NORMAL - Mitsubishi Motors North America has lost two top marketing officials, just weeks before the company will push the sale of two redesigned vehicles.
Hiroshi Harunari, who became co-chief executive officer last December to assist Rich Gilligan, now assumes marketing duties until the two resigning executives are replaced at the company's California headquarters, Mitsubishi announced.
Dave Schembri, executive vice president of sales and marketing, resigned after a year on the job, and Wayne Killen, vice president of marketing, resigned after just six months at Mitsubishi. Both men were recruited from Mercedes-Benz U.S.A. by Gilligan, who previously headed the manufacturing plant in Normal.
The move sparked curiosity around the industry.

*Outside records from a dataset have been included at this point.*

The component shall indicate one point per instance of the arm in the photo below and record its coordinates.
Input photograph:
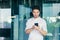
(28, 31)
(40, 30)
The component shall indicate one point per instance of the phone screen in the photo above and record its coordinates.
(36, 24)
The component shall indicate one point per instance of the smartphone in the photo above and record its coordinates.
(36, 24)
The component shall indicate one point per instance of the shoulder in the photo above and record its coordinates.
(43, 20)
(30, 19)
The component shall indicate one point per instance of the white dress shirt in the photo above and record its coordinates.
(34, 34)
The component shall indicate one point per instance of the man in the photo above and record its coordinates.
(36, 26)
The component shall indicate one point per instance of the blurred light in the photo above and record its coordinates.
(58, 17)
(53, 19)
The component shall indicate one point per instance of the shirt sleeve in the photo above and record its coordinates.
(44, 26)
(28, 25)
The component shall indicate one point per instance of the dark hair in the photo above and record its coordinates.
(36, 7)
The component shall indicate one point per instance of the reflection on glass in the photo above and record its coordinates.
(5, 18)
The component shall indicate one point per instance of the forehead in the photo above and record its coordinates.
(36, 10)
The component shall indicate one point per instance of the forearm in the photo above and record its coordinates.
(42, 32)
(28, 31)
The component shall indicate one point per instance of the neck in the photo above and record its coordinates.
(36, 17)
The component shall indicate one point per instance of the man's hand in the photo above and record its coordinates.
(36, 27)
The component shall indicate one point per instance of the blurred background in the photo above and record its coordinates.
(15, 13)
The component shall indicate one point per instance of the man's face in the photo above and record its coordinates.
(36, 13)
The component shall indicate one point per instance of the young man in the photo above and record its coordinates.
(36, 26)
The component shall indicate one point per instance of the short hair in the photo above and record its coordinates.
(36, 7)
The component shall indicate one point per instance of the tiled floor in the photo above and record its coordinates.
(3, 38)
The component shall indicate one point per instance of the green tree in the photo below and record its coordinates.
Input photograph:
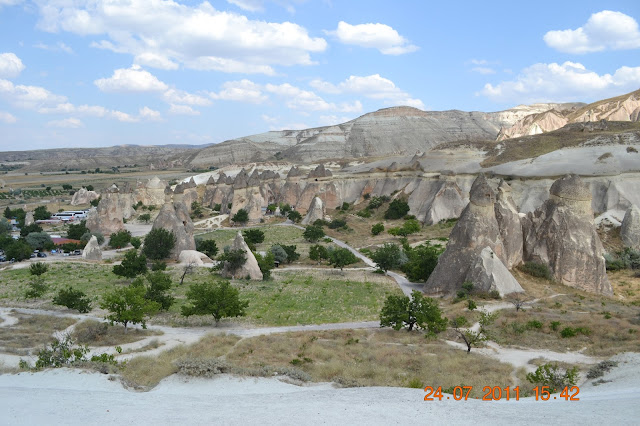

Resignations like this are usually triggered by three events, said Dave Cole, chairman of the Center for Automotive Research in Ann Arbor, Mich.
Either another automaker recruited them with a higher salary, their positions were cut due to company downsizing or they were asked to leave, he said.
"It's always a little more suspicious when you have two like this," Cole said. "Generally these kind of things are not positive, but it's hard to speculate when you just don't know what happened there."
Schembri and Killen were not asked to resign, said Mitsubishi spokesman Dan Irvin, saying only that the company found out about the resignations last Friday.
Gilligan was unavailable for comment.
The resignations come just before Mitsubishi's redesigned 2007 Eclipse Spyder is expected to hit dealership lots in late March, along with the new Galant Ralliart, with a sportier body and the faster engine of the Eclipse.
Both vehicles are made in Normal.
"The cars have to sell the cars, so (the resignations) shouldn't have much impact on the deals they've already put in place," Cole said.
Mitsubishi officials hope the redesigned vehicles will reverse a recent sales slump stemming from a recall scandal at MMNA's parent company, Tokyo-based Mitsubishi Motor Corp.
U.S. Mitsubishi sales were down 23 percent in 2005.